Once you’ve got these measurements, use the charts in the size guide tab to match yourself to the manufacturer’s recommended frame size.
NOTE: This is a guide. If you have any specific quetions about bike sizing, our expert team is here to help.
Call us on 0152478070 or email us.
How do I measure my height?
With your shoes off, stand upright against a wall, with your shoulders back and legs together. Use a pencil to make a small mark on the wall above your head. Then measure from the floor to your mark in centimetres or feet and inches.
How do I measure my inside leg length?
With your shoes off, stand upright with your back against a wall.
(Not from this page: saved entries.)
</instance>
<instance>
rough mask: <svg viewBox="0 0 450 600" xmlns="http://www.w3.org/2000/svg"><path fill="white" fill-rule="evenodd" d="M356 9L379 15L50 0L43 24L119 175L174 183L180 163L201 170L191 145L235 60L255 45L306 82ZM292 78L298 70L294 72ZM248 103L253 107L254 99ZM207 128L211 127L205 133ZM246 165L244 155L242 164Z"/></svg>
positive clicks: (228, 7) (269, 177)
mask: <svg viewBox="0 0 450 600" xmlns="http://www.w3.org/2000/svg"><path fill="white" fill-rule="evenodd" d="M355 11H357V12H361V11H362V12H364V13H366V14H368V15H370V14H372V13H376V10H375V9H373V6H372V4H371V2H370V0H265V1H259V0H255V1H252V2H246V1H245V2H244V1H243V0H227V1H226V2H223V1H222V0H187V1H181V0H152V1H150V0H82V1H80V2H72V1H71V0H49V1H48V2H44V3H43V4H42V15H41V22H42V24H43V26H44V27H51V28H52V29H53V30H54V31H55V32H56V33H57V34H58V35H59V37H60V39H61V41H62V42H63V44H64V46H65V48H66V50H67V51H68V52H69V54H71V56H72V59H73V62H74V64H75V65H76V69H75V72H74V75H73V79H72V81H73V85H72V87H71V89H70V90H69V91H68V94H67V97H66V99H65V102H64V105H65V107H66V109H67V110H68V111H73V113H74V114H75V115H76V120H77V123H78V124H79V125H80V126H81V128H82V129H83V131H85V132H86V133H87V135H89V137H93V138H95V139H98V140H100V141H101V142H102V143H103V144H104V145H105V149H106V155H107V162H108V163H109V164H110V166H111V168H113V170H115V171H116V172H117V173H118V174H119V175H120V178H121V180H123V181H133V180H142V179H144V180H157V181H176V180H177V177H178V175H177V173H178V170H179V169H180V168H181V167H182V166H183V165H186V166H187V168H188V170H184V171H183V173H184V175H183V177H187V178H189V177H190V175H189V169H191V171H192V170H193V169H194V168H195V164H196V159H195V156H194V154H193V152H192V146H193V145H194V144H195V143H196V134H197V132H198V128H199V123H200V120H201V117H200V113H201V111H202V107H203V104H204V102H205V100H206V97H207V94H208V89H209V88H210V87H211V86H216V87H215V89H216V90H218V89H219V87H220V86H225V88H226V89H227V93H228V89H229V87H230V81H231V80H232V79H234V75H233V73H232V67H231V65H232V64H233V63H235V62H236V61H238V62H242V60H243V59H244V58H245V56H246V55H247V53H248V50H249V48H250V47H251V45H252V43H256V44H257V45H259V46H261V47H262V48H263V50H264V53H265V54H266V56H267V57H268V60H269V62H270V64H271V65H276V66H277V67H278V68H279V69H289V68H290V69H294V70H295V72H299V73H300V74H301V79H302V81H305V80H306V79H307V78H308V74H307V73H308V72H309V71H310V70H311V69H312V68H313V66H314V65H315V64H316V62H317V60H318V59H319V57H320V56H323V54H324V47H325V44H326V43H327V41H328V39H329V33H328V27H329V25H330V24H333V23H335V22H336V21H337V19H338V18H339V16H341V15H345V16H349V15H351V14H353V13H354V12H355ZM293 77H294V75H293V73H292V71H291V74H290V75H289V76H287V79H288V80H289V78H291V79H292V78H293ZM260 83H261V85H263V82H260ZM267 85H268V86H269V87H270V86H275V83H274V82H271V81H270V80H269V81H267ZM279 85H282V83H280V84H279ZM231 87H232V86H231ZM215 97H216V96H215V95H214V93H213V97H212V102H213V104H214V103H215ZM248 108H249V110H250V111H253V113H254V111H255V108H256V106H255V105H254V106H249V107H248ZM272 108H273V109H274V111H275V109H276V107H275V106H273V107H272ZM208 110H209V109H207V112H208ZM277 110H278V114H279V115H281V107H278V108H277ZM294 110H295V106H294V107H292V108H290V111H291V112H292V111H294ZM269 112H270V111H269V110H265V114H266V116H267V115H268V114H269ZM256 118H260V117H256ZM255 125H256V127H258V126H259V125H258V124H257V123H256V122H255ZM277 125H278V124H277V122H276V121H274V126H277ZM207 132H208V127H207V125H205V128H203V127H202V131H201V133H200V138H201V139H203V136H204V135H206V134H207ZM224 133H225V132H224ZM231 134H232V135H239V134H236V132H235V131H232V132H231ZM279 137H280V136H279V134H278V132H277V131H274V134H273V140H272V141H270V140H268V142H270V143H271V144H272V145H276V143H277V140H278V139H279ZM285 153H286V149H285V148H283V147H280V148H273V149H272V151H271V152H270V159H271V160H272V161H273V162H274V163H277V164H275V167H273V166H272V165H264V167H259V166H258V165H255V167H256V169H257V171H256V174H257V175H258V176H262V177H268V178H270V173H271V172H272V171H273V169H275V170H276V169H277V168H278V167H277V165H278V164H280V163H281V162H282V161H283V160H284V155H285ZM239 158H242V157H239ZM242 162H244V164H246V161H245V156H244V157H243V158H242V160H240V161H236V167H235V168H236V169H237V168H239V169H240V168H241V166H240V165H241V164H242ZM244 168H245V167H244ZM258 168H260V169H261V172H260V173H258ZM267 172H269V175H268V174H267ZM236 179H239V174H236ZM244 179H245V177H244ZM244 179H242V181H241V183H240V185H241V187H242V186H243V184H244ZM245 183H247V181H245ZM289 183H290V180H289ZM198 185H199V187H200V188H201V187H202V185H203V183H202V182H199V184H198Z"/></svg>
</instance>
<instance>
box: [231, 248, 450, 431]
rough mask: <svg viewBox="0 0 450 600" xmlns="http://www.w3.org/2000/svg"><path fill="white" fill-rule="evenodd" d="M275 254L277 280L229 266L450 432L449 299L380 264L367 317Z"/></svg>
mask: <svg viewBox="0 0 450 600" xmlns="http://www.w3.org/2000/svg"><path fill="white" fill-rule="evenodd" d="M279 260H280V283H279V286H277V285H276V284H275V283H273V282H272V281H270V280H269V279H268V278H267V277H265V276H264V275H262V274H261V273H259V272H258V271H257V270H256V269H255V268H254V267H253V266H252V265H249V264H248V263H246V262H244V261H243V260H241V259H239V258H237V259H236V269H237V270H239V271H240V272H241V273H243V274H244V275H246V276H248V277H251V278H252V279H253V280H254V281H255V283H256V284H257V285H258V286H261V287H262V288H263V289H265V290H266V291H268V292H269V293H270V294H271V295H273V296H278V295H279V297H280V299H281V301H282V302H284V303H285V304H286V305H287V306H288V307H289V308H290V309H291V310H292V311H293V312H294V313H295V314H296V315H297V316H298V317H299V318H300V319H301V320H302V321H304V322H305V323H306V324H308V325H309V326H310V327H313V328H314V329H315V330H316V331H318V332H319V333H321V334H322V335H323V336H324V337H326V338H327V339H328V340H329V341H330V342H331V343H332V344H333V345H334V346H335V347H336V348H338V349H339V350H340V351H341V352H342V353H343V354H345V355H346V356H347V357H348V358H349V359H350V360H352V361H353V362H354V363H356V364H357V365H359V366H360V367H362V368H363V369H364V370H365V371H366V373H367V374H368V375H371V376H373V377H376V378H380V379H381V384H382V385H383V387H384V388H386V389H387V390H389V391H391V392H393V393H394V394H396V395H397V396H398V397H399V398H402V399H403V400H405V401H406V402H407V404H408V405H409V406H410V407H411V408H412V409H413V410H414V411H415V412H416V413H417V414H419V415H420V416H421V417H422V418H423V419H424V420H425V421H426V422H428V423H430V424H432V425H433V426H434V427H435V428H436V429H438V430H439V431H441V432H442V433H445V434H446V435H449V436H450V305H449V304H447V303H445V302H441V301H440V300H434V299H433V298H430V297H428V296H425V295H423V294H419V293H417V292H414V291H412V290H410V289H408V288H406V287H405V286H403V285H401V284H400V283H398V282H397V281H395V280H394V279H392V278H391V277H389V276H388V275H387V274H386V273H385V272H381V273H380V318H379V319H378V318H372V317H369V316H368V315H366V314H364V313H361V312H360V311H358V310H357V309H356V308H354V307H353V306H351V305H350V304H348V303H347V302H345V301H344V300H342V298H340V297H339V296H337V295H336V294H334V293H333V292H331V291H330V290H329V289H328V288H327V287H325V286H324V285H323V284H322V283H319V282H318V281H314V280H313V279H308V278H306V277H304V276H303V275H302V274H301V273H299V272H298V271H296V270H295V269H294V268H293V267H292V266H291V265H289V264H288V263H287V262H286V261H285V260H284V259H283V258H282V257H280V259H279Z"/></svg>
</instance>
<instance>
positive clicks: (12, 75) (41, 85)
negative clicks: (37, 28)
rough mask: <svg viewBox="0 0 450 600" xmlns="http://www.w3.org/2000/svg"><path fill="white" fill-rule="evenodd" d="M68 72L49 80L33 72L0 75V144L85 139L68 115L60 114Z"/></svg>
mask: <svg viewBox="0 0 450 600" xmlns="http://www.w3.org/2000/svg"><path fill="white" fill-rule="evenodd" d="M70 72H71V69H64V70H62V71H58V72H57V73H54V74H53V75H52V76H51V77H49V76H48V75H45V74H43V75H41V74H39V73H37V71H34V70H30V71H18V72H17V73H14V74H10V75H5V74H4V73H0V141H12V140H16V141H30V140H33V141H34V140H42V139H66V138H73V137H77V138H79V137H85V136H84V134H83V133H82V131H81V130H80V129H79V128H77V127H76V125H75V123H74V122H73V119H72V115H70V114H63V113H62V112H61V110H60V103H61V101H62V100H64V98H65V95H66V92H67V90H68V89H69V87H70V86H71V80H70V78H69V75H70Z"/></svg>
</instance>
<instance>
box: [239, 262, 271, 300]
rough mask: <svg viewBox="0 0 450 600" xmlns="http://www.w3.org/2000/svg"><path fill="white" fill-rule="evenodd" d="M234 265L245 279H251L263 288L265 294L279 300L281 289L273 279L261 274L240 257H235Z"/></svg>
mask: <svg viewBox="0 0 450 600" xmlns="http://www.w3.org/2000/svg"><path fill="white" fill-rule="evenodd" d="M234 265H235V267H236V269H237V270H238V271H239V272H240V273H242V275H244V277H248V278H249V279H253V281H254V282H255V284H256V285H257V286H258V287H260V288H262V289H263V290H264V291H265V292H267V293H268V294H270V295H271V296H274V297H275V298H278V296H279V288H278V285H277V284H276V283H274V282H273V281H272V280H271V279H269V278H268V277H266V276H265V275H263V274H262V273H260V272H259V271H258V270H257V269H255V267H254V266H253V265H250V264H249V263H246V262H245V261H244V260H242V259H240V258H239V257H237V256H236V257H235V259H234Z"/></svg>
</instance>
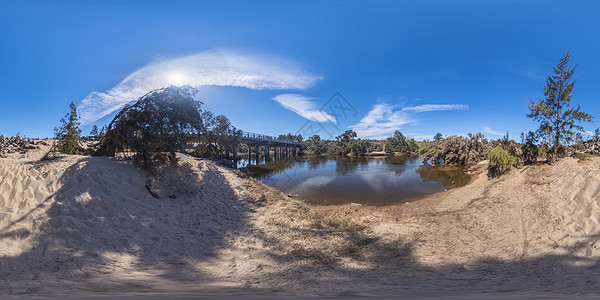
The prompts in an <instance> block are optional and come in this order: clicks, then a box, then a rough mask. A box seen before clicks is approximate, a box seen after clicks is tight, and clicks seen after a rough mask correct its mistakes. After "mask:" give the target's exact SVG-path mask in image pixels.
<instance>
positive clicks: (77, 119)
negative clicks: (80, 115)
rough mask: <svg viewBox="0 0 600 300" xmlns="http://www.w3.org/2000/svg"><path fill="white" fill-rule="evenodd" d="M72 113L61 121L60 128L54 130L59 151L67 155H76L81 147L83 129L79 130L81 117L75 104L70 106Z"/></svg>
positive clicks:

Place a book/ruler between your legs, level with your crotch. Then measure from the floor to the top of the book/ruler, in centimetres or feet inches.
How are women’s road bikes sized?
Women’s road bikes combine can be sized in inches, centimetres or using a S/M/L system. The frame size is calculated by measuring the length of the seat tube, from the centre of the front chainring to the top of the tube (where the seat post inserts).
NOTE: Sizes can vary slightly between manufacturers.
I’m between sizes-which women’s road bike size should I choose?
If your measurements suggest that two bike sizes are suitable, then in the end it’s a personal choice but the rule of thumb is to choose the smaller size. That’s because it is possible to make a smaller bike frame bigger, whereas if the frame itself is too big for you, it’s likely to be less comfortable and less efficient.